Once decided on a rearing plan for the surplus lambs, it is important to have all the essential supplies at the ready, e.g., lambing aids, colostrum supplements, milk replacer, feeding equipment, bedding material, heat lamps, iodine, disinfectants, castration rings, medical supplies and the list goes on.

It is a good idea to get some extra help lined up ahead of time, it is going to be a busy time and those extra hands will come in very useful. Advertise what jobs are available and what the role will entail, will you provide training or what skill levels must the person have. It is important to provide a full list of SOPs for tasks at lambing time. It saves time in the long run and everyone knows exactly what needs done which makes it a much more efficient and productive system.

Strive to succeed at lambing time, proper planning will go a long way in producing more healthy lambs.
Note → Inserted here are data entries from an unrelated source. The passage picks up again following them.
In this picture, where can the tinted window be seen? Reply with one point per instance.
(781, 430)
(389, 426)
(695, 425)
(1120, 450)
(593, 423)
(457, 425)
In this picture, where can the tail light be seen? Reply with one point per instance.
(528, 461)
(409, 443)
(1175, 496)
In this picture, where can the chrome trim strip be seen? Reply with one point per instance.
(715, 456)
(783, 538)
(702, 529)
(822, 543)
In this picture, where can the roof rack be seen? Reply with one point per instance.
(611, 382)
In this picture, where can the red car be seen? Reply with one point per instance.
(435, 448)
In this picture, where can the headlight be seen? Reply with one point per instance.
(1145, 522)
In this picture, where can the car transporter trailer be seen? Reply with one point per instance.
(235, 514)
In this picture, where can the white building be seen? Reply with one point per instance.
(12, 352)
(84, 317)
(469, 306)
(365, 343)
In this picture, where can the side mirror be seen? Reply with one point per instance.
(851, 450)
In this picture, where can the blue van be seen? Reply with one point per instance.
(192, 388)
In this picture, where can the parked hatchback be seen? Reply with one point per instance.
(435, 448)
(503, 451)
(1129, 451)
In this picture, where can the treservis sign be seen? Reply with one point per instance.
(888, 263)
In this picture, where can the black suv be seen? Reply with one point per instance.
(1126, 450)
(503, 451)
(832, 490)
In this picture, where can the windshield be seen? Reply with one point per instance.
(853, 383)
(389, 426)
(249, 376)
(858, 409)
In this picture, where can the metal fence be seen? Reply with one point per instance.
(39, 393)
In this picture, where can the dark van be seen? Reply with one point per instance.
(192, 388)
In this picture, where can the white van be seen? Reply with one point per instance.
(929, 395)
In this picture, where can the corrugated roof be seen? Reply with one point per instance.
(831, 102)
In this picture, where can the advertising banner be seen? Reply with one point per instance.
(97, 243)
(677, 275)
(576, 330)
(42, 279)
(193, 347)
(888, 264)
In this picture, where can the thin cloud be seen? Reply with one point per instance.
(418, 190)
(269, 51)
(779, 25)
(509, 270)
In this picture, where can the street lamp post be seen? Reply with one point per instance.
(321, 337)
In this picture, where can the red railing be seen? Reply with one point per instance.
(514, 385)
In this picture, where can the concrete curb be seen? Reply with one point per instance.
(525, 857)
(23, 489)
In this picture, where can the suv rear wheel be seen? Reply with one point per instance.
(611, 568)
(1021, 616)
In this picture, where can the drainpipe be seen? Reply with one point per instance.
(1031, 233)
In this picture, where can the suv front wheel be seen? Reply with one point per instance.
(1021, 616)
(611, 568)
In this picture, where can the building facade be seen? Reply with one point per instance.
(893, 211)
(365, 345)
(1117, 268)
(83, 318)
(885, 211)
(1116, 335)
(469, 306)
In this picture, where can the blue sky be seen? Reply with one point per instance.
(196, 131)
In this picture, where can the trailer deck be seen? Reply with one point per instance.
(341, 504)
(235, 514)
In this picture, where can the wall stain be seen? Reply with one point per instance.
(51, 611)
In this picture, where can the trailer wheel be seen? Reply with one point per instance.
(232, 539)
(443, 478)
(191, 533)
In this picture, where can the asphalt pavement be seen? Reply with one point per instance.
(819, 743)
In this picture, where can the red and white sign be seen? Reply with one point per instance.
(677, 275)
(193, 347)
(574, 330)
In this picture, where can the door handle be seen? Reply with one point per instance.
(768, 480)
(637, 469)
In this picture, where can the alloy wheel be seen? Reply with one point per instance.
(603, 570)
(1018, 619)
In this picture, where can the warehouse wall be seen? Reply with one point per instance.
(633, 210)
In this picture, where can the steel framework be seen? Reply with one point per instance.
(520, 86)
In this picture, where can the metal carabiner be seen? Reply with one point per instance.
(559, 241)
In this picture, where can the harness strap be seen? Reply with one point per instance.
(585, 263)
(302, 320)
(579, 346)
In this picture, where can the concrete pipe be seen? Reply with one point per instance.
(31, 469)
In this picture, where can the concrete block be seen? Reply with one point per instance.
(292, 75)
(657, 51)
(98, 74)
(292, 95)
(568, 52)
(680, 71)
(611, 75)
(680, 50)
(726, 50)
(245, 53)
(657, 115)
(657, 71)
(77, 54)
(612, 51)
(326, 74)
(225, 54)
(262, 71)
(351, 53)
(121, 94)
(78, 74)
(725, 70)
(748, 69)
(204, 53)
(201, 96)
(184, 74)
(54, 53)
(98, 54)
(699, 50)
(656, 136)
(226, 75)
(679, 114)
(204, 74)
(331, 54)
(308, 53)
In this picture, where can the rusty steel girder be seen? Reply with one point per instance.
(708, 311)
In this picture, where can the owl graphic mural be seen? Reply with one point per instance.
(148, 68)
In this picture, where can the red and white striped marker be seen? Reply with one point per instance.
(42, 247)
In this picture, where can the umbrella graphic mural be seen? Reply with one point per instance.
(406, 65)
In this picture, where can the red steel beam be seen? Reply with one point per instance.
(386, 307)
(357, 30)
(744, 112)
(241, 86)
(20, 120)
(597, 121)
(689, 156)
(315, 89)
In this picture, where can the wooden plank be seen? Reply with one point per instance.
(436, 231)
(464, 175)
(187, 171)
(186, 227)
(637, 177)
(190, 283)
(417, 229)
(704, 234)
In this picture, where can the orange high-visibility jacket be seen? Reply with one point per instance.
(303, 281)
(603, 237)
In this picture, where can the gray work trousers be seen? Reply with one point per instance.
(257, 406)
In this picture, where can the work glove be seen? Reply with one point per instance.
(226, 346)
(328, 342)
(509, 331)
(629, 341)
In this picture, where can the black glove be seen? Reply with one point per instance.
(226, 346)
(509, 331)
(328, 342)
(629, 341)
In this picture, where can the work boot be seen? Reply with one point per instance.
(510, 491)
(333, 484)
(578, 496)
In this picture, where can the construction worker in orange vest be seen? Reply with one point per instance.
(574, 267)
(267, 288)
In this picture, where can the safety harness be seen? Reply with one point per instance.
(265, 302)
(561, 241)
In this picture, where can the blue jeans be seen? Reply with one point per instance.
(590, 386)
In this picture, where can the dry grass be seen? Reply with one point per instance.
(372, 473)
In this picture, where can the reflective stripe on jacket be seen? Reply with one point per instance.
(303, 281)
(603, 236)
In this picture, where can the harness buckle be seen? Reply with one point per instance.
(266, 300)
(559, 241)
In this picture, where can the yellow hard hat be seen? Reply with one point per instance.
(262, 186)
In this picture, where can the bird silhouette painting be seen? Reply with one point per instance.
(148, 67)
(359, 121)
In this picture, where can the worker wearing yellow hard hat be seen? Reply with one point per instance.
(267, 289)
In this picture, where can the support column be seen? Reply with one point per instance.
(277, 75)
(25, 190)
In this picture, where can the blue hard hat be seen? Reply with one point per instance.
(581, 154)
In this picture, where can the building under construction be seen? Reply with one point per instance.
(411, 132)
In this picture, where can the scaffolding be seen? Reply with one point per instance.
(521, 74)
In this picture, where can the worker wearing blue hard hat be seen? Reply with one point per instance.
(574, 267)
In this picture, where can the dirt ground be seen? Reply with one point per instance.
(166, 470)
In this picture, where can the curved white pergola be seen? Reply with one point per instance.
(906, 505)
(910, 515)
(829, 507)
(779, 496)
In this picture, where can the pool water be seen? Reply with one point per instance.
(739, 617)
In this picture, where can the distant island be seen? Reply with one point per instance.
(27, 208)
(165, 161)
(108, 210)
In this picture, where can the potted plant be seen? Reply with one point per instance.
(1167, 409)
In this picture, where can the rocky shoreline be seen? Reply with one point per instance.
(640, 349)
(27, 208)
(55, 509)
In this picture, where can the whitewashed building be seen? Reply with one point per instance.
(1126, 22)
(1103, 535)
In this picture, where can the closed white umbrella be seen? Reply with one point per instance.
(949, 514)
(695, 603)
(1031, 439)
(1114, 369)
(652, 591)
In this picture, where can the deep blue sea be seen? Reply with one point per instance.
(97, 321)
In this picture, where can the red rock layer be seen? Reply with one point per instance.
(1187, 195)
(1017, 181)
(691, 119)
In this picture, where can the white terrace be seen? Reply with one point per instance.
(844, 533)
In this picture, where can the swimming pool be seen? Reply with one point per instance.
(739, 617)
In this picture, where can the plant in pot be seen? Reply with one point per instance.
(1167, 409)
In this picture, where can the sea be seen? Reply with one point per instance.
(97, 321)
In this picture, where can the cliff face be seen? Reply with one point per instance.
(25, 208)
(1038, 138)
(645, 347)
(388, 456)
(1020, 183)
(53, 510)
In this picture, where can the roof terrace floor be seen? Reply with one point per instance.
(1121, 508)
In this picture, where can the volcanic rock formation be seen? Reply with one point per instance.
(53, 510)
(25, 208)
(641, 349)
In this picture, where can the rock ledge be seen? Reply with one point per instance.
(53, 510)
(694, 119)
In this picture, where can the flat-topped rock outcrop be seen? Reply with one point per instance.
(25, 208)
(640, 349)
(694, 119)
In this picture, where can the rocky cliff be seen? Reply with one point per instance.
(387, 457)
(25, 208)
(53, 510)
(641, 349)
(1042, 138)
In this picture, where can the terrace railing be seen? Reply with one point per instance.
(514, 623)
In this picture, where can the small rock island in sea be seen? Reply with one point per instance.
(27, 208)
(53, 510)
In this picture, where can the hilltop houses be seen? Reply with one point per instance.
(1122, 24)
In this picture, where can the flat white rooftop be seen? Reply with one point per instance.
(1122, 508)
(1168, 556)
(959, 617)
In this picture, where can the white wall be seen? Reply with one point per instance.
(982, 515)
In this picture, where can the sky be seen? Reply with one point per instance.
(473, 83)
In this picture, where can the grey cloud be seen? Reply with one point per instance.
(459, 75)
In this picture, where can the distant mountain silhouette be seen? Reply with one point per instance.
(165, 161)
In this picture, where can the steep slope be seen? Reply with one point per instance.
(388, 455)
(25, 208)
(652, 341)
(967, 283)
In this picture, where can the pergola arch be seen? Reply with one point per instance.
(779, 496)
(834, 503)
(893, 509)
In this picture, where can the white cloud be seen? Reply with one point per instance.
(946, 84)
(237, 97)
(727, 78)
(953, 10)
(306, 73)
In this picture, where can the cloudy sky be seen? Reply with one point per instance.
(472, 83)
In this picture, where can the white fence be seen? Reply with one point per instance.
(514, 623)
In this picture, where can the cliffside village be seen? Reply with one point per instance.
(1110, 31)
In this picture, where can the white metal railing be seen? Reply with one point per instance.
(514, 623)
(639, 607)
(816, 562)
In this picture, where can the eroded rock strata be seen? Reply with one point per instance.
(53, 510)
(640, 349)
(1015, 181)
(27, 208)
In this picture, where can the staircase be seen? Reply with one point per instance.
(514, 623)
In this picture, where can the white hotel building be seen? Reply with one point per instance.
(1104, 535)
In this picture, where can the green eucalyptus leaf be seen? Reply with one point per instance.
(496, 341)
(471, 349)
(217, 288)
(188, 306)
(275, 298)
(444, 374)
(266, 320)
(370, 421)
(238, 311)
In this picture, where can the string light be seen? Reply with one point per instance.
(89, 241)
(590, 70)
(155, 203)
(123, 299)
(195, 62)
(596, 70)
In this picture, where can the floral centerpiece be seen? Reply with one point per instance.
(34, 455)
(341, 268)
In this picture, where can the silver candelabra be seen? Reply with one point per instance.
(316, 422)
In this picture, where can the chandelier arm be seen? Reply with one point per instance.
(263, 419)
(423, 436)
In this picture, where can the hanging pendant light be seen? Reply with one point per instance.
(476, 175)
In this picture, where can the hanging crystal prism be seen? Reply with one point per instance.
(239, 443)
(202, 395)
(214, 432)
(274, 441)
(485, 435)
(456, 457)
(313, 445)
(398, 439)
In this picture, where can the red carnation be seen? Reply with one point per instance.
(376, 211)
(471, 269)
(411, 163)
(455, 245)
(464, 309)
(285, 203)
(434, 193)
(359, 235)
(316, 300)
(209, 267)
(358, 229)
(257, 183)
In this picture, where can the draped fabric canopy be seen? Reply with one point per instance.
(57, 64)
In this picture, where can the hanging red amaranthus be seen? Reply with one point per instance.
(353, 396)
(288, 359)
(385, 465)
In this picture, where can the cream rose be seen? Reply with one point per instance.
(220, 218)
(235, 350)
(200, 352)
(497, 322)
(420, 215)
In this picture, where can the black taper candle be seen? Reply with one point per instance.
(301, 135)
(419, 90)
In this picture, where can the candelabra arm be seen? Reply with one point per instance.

See our list of top tips below to help you tick off your to do list before lambing begins!!

Top Tips Pre-Lambing

  • Scan ewes and group according to lamb numbers
  • Body condition score ewes regularly
  • Plan ewe nutrition according to BCS and lamb numbers expected
  • Vaccinate against clostridia and any other high-risk diseases in a timely manner before lambing
  • Clean, disinfect and rest lambing shed and rearing facilities well ahead of lambing
  • Place a foot dip at entrance of rearing house to minimise disease spread
  • Decide on plan for surplus lambs
  • Purchase all lambing essential supplies prior to any ewes lambing
  • Advertise early for extra help at lambing time
  • Make a list of standard operating procedures for each task
  • Ensure lambs receive adequate levels of colostrum ASAP post birth and have frozen colostrum or a supplement in stock incase ewe does not produce enough colostrum.